Design of Open-Source Medical Devices for Improved Usability and Risk Minimization

Safe performance is essential for any medical technology and its assurance a requirement for reaching market and, hence, making societal impacts. Consequently, a wide set of methodologies, techniques and international standards propose strategies for detecting and minimizing design, manufacturing and operational risks and deal with the analysis and assessment of potential use errors and malfunctions during the operation of healthcare technologies. Open-source medical devices (OSMDs) are typically designed in a collaborative way, involving truly international and multicultural development teams and following development life cycles, through which the information is shared, and also manipulated and updated, within large communities of “makers”. Besides, OSMDs are sometimes manufactured and delivered through still unconventional supply chains. As compared with traditional in-house developments, open-source approaches bring new uncertainties to the process and related potential hazards, if systematic methods for promoting usability and minimizing risks are not adequately shared in the open-source community, applied and documented.
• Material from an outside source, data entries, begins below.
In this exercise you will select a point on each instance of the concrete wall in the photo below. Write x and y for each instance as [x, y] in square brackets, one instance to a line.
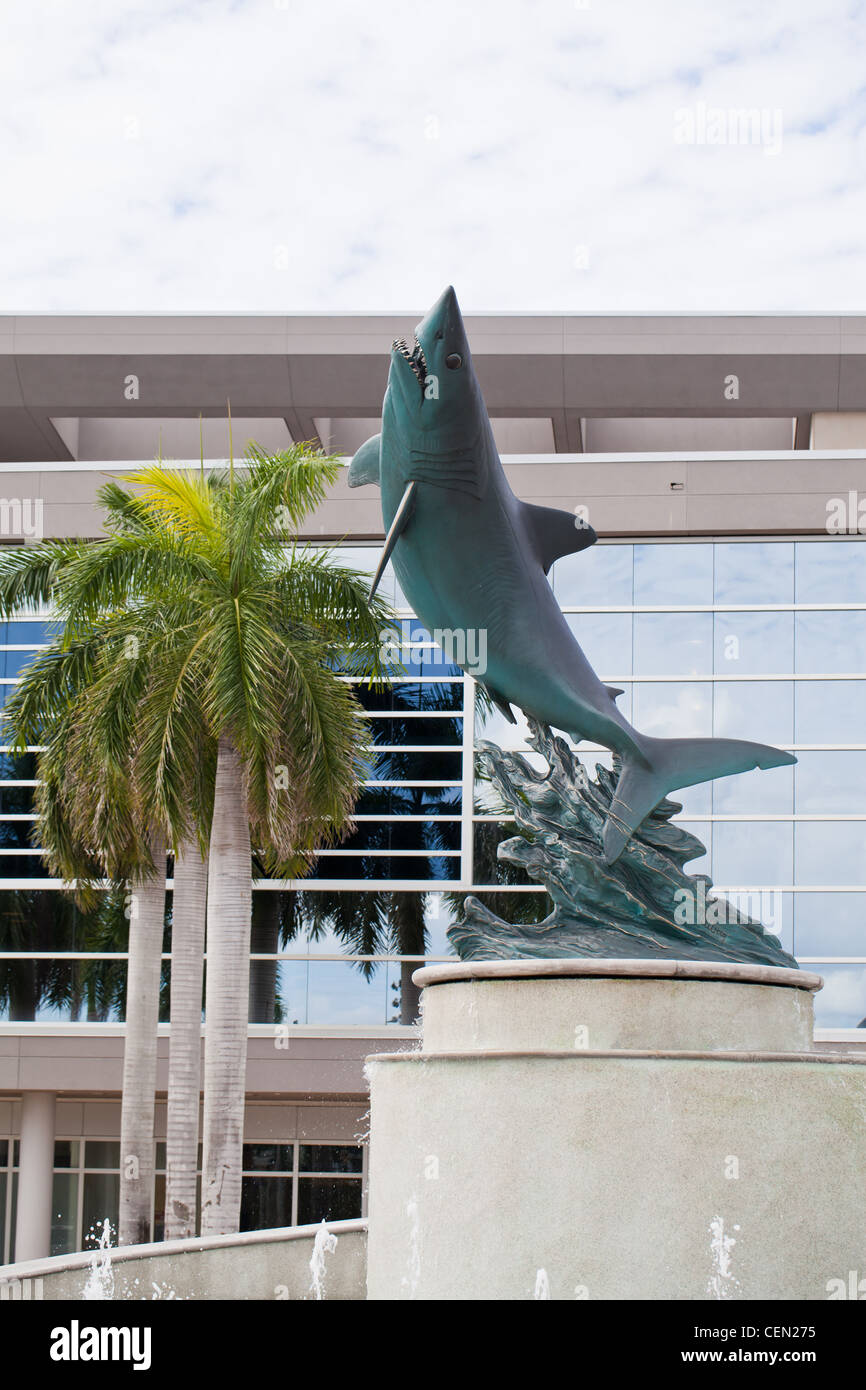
[253, 1265]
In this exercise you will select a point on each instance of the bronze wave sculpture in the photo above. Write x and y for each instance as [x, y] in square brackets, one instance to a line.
[471, 558]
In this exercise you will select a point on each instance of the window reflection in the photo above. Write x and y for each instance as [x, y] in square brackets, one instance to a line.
[752, 852]
[830, 712]
[758, 792]
[679, 574]
[830, 851]
[754, 571]
[673, 644]
[601, 577]
[758, 710]
[829, 923]
[674, 710]
[605, 640]
[829, 642]
[830, 783]
[830, 571]
[841, 1004]
[754, 644]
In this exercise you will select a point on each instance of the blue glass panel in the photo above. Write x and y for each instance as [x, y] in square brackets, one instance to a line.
[841, 1004]
[492, 726]
[695, 801]
[674, 709]
[754, 644]
[15, 834]
[831, 641]
[752, 854]
[830, 851]
[22, 866]
[830, 784]
[755, 792]
[601, 577]
[292, 987]
[673, 644]
[759, 710]
[360, 868]
[11, 663]
[446, 731]
[830, 712]
[18, 631]
[754, 571]
[831, 571]
[605, 640]
[364, 559]
[403, 766]
[673, 574]
[339, 994]
[768, 906]
[396, 695]
[830, 923]
[702, 863]
[409, 801]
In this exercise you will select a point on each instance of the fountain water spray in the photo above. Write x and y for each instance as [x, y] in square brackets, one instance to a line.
[100, 1280]
[324, 1244]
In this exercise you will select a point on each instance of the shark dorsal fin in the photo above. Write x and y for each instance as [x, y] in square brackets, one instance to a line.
[553, 533]
[366, 463]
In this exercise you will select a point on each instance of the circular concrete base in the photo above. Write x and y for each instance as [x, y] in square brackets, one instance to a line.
[616, 1130]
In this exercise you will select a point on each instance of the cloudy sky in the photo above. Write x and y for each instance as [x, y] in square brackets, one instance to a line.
[327, 154]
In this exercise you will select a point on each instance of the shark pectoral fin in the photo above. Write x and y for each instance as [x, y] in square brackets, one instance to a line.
[502, 705]
[398, 526]
[364, 466]
[553, 533]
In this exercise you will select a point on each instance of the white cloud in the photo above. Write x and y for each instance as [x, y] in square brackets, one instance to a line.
[328, 156]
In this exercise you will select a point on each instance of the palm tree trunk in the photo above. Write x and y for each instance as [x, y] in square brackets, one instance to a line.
[143, 972]
[185, 1057]
[264, 941]
[407, 925]
[230, 904]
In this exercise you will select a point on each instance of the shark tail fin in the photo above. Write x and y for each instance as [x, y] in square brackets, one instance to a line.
[672, 763]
At the same time, the openness of information throughout the whole development process should, ideally, promote design peer-review and failure detection at earlier stages, if the design principles for OSMDs and their special features are correctly considered. In consequence, this chapter is prepared with the intention of summarizing the more relevant techniques and standards for usability promotion and risk minimization in biomedical engineering (BME) tasks linked to healthcare technology development. In addition, the final purpose is presenting an innovative and straightforward – user-friendly – methodology for developing intrinsically safe medical technologies, based on internationally accepted techniques and standards, and directly transferable to open-source medical devices. To illustrate the described methods and techniques, several case studies for electromedical devices, invasive devices, standalone software and protecting splints, among others, are presented, which serve to give proof of the flexibility and scalability of this method. Some key aspects linked to applying these methods to projects emerging from open-innovation schemes and delivered as open-source medical devices and technologies are discussed.